Jacobs Solutions (J) reported fiscal 2025 Q4 earnings on Nov 20, 2025, with revenue growing 6.6% to $3.15 billion, surpassing estimates by 0.55%. Earnings, however, declined sharply, with EPS dropping 60.8% to $1.03 and net income falling 64.7% to $119.54 million. The company outlined FY26 guidance, projecting 6–10% revenue growth and 16% adjusted EPS expansion, signaling optimism despite near-term profit challenges.

Revenue

Jacobs Solutions’ Q4 revenue rose 6.6% year-over-year to $3.15 billion, driven by strong performance in Infrastructure & Advanced Facilities and PA Consulting. The Infrastructure & Advanced Facilities segment reported $1.92 billion in revenue, slightly below estimates, while PA Consulting contributed $318.46 million, a 10% year-over-year increase. Both segments demonstrated resilience amid macroeconomic volatility.

Earnings/Net Income

The company’s EPS plummeted 60.8% to $1.03, and net income fell 64.7% to $119.54 million. The sharp decline was attributed to a higher effective tax rate and one-time gains in the prior year. Despite revenue growth, the earnings performance underscores near-term profitability pressures.

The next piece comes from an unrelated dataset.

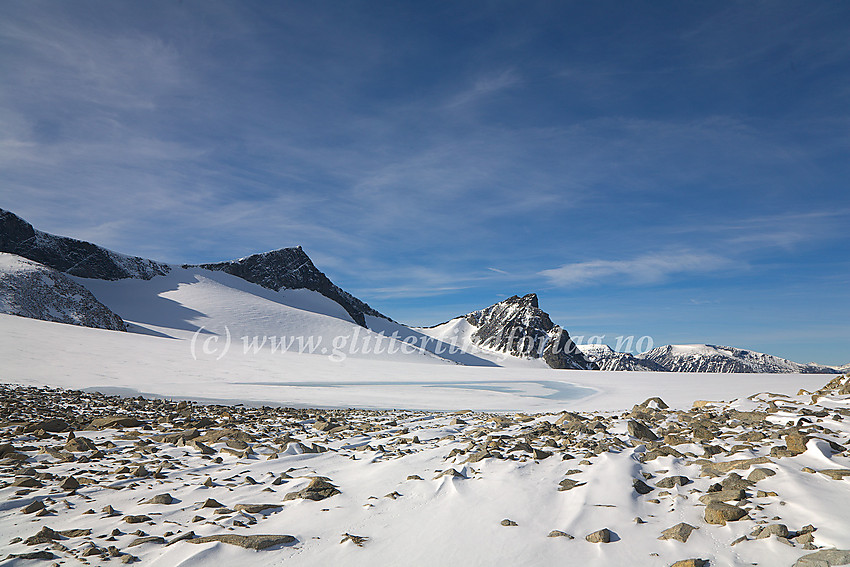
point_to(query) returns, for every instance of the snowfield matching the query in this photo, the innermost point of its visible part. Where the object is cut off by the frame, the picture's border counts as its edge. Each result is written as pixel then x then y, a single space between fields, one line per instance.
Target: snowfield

Post-Earnings Price Action Review

The stock price of

dropped 14.17% in a single trading day, with a 21.45% decline month-to-date. A strategy of buying JPM when revenue misses and holding for 30 days underperformed the market, losing 10.85% compared to SPY’s 3.15% loss. Analysts suggest refining the approach by incorporating stricter filters or adjusting holding periods based on the severity of revenue shortfalls.

CEO Commentary

CEO Robert Pragada highlighted “strong results for Q4 and FY25,” noting double-digit adjusted EPS growth driven by revenue expansion and margin improvement. He emphasized a record backlog of $23.1 billion and strategic investments in AI and digital solutions, including partnerships with NVIDIA and Palantir. Pragada expressed confidence in FY26 momentum, citing growth drivers in water, data centers, and semiconductors.

Guidance

CFO Venkatesh Nathamuni provided FY26 guidance: adjusted net revenue growth of 6–10%, EBITDA margin of 14.4–14.7%, and adjusted EPS of $6.90–$7.30. Free cash flow margin is targeted at 7–8%. The company also plans to maintain disciplined capital returns, having returned $1.1 billion to shareholders in FY25.

Additional News

  1. Analyst Downgrade: Baird lowered its rating for Jacobs from “Outperform” to “Neutral” and reduced the price target to $146 from $161.

  2. Record Backlog: The company reported a $23.1 billion backlog, with a 1.1x book-to-bill ratio, driven by wins in water infrastructure and semiconductor projects.

  3. Shareholder Returns: Jacobs returned $1.1 billion to shareholders in FY25 through buybacks and dividends, with plans to maintain disciplined capital allocation in FY26.

The stock’s mixed post-earnings reaction reflects confidence in long-term growth but concerns over short-term profitability. Investors will closely monitor the execution of strategic initiatives and margin expansion in FY26.